Remember the Wii U, Nintendo’s newest console that is struggling to stay afloat? It has this thing called TVii, and it does everything with television that Xbox One is claiming it will do. As we all know, the Wii U isn’t selling so well. Why? Because of it’s small game library. The same thing is going to happen to XBO (I'm coining this term) if they don’t deliver on games.

On the other hand, if Microsoft can bring promising, non-gimmicky, non-Kinect titles to XBO, this console could be a big hit. I thought that the Wii U would be a big hit, but because of the focus on 3DS games and lack of Wii U titles, it’s not doing so hot. Ah well; that’s a topic for another column.

As for the name, I don’t care for it. I understand that it’s supposed to be the “One” device you need in your living room, but that’s not the reality for most people.

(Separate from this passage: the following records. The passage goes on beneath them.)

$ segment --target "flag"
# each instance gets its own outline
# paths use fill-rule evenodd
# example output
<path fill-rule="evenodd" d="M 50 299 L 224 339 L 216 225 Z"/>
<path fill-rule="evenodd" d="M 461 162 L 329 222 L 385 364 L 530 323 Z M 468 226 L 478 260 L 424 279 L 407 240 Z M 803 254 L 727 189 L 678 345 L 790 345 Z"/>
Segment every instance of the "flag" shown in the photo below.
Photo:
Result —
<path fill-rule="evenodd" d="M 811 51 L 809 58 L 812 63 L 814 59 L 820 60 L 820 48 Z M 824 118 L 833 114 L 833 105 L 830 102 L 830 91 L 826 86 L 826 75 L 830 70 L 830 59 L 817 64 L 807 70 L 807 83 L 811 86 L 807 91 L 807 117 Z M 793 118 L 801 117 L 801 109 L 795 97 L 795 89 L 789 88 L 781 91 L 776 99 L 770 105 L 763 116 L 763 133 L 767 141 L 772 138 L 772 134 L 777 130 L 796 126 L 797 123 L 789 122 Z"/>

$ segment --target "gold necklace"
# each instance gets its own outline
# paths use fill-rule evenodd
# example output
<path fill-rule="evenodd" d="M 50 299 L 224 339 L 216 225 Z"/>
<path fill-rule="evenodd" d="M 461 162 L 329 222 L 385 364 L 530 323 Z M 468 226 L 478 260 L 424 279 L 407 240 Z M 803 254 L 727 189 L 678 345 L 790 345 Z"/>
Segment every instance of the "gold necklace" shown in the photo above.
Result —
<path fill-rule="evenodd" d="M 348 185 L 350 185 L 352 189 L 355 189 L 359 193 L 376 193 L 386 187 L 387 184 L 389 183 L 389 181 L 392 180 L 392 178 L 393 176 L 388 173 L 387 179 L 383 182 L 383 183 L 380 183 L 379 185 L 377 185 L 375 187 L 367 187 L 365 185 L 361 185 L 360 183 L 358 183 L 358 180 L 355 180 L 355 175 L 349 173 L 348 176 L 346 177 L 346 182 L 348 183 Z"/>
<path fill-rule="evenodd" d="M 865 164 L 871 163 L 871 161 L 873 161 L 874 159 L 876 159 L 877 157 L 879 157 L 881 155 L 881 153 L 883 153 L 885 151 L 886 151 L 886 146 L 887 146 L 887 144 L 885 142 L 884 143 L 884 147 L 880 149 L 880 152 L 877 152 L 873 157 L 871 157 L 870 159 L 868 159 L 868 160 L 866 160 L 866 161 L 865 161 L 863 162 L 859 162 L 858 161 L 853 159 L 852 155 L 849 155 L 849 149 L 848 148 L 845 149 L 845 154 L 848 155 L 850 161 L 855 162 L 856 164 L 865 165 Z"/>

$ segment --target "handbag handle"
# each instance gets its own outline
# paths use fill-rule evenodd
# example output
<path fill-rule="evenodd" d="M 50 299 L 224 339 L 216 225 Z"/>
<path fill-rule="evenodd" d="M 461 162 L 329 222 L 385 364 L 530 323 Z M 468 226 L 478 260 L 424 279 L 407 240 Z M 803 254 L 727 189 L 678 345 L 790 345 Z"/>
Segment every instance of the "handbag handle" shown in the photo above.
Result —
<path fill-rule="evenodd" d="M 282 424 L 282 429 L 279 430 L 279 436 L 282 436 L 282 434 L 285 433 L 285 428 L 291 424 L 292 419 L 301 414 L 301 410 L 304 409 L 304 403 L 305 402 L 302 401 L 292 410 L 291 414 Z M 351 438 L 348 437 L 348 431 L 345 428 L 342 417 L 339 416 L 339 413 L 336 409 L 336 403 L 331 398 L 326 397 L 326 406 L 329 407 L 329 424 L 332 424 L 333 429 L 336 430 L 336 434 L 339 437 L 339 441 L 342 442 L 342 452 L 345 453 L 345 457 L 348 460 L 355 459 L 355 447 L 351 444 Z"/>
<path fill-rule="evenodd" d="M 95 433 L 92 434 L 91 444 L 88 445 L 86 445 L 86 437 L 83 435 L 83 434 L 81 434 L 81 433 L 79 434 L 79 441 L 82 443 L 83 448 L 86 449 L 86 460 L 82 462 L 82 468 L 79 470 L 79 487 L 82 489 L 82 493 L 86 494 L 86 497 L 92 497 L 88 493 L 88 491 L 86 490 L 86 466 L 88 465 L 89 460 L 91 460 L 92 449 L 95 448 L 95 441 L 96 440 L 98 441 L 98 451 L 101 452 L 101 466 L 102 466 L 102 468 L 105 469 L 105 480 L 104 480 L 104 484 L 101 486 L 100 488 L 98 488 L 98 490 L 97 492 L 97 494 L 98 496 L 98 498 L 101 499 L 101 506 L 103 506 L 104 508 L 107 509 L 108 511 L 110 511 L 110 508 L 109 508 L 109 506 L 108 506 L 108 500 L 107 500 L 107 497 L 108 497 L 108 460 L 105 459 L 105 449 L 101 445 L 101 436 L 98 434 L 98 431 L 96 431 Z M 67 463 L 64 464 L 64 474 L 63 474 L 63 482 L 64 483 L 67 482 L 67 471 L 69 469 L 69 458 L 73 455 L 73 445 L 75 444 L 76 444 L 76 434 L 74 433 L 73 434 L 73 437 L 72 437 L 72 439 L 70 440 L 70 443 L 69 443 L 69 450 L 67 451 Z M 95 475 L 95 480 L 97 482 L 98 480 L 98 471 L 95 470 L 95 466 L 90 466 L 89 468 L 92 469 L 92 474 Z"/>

I’m still going to have my Xbox 360 in my living room because Xbox One isn’t backwards compatible. I’m also going to have my PlayStation 3 and PlayStation 4, Wii U, and so on. So, it’s not the “One” device I need in my living room. All in all, though, the name of a console doesn’t really mean much.

I think they are reserving the big game announcements for E3, which happens in just a few weeks. They did mention that there will be 15 exclusives within the first year after the system’s launch, with eight of them being brand new IPs. I am excited to see what Microsoft has in store. If they don’t deliver games to their core audience, however, Xbox One is going to fall behind. TV and Skype and Kinect and all that jazz is nice, but that stuff comes second; people aren’t going to buy a GAMING console for TV alone. Games come first, and they are what is, ultimately, going to sell (or not sell) this console. We shall see what E3 has in store for Xbox One.